Tab Transformer Project Overview
Tab Transformer is a neural network architecture tailored for tabular data, implemented in Pytorch. Tabular data is one of the most common data types used across various industries, encompassing any data that can fit within a spreadsheet structure. Unlike traditional deep learning models which excel with image or text data, Tab Transformer was created to bridge the performance gap for tabular data against methods like Gradient Boosted Decision Trees (GBDT), widely known for their efficacy in this domain.
Key Features
-
Near GBDT Performance: The Tab Transformer architecture is impressively competitive, performing almost on par with GBDT. Recent advancements by Amazon AI suggest they have surpassed GBDT by employing attention mechanisms on real-world tabular datasets.
-
Pytorch Implementation: It's built using Pytorch, a popular deep learning framework, making it accessible for researchers and practitioners familiar with this environment.
Installation
Setting up Tab Transformer is straightforward with pip, allowing for rapid deployment in your Python environment:
$ pip install tab-transformer-pytorch
Usage
The core functionality of the Tab Transformer can be seen in the simple usage example provided. It requires defining the architecture's dimensions and the categorical and continuous data it will process:
import torch
from tab_transformer_pytorch import TabTransformer
cont_mean_std = torch.randn(10, 2)
model = TabTransformer(
categories = (10, 5, 6, 5, 8),
num_continuous = 10,
dim = 32,
dim_out = 1,
depth = 6,
heads = 8,
attn_dropout = 0.1,
ff_dropout = 0.1,
mlp_hidden_mults = (4, 2),
mlp_act = torch.nn.ReLU(),
continuous_mean_std = cont_mean_std
)
x_categ = torch.randint(0, 5, (1, 5))
x_cont = torch.randn(1, 10)
pred = model(x_categ, x_cont)
FT Transformer: An Enhancement
The FT Transformer is a variation developed to further enhance performance by adopting a more simplified scheme for embedding continuous numerical values.
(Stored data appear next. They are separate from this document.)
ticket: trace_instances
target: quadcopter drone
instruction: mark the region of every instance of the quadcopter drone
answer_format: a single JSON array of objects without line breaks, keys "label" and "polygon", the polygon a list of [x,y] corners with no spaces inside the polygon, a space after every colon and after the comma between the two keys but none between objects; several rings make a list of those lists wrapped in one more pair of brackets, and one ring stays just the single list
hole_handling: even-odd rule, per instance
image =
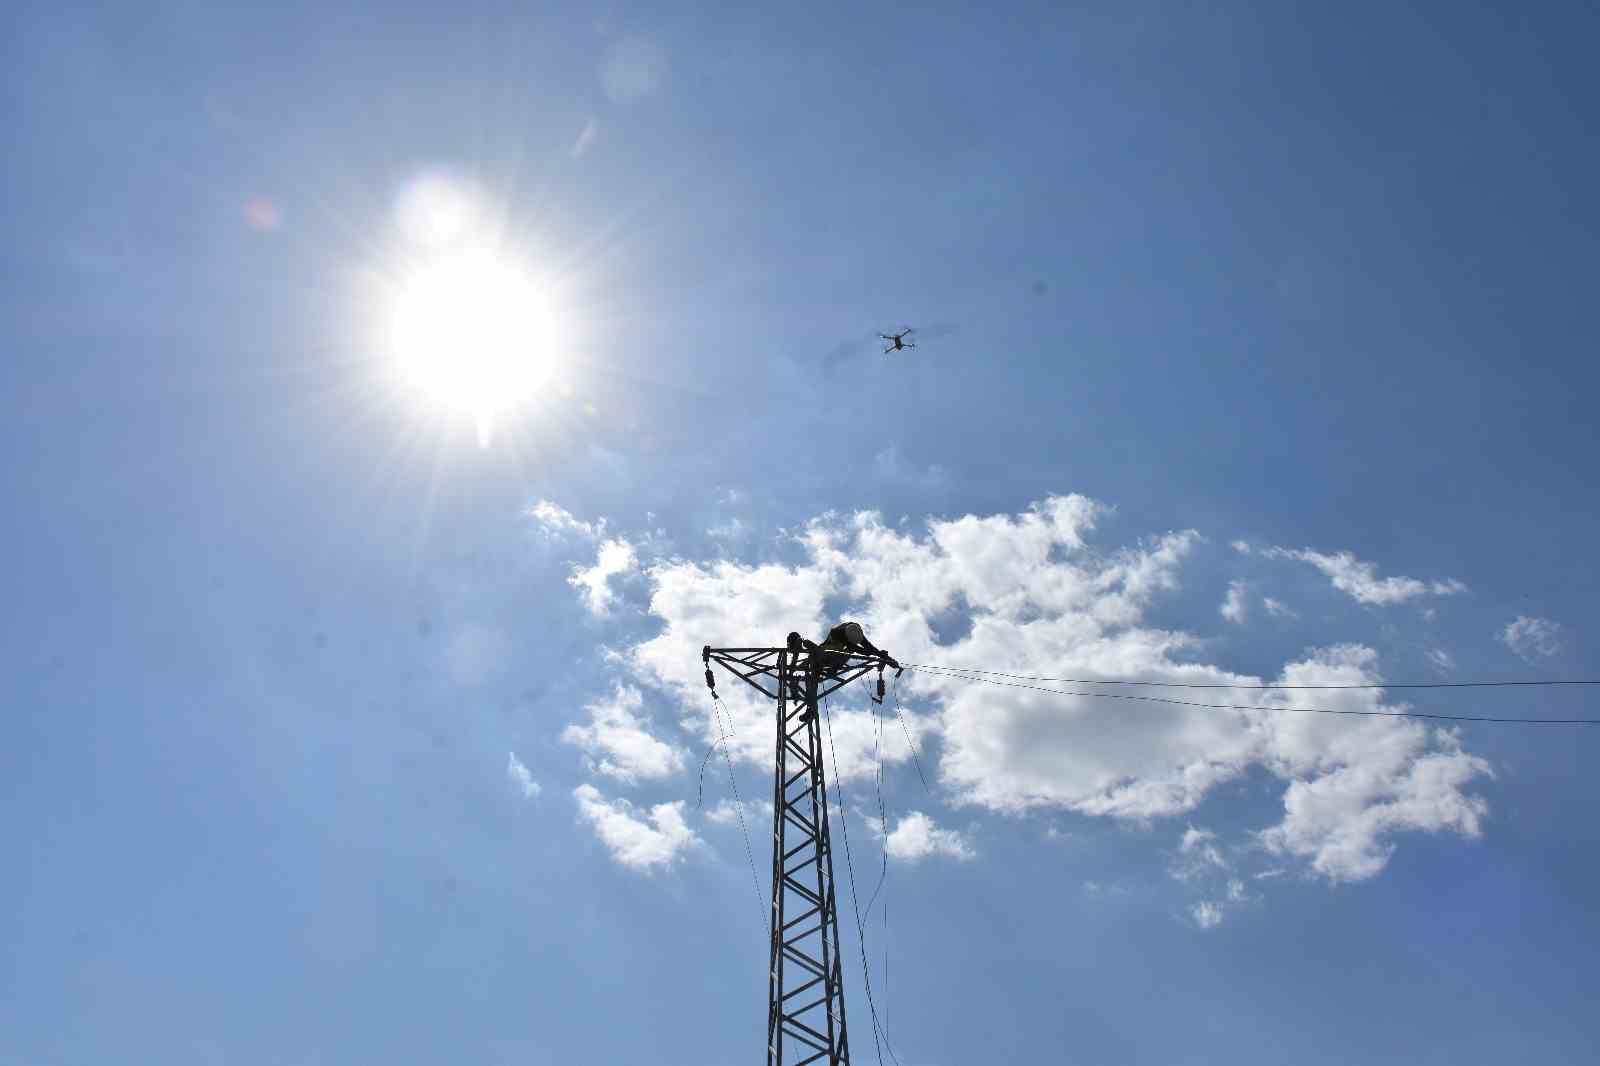
[{"label": "quadcopter drone", "polygon": [[912,329],[910,326],[907,326],[899,333],[878,334],[878,338],[880,340],[889,342],[889,346],[883,350],[883,354],[888,355],[891,352],[903,352],[907,348],[915,348],[917,345],[914,341],[906,340],[907,337],[911,336],[911,334],[915,332],[916,331],[914,329]]}]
This model is included for comparative purposes, allowing users to experiment and determine which version best suits their specific dataset and application:
import torch
from tab_transformer_pytorch import FTTransformer
model = FTTransformer(
categories = (10, 5, 6, 5, 8),
num_continuous = 10,
dim = 32,
dim_out = 1,
depth = 6,
heads = 8,
attn_dropout = 0.1,
ff_dropout = 0.1
)
x_categ = torch.randint(0, 5, (1, 5))
x_numer = torch.randn(1, 10)
pred = model(x_categ, x_numer)
Unsupervised Training
For unsupervised training methodologies, one can leverage category token conversion to unique ids, followed by training using techniques akin to those from the Electra model on model.transformer
.
Future Enhancements and Research
The project roadmap includes exploring further model optimizations such as those proposed in recent research papers to continuously improve model efficiency and performance.
References
The project's origins and foundational concepts are documented in key research papers, such as:
- "TabTransformer: Tabular Data Modeling Using Contextual Embeddings" by Xin Huang et al.
- "Revisiting Deep Learning Models for Tabular Data" by Yu. V. Gorishniy et al.
These references provide deeper insights into the underpinnings and innovations driving the Tab Transformer architecture.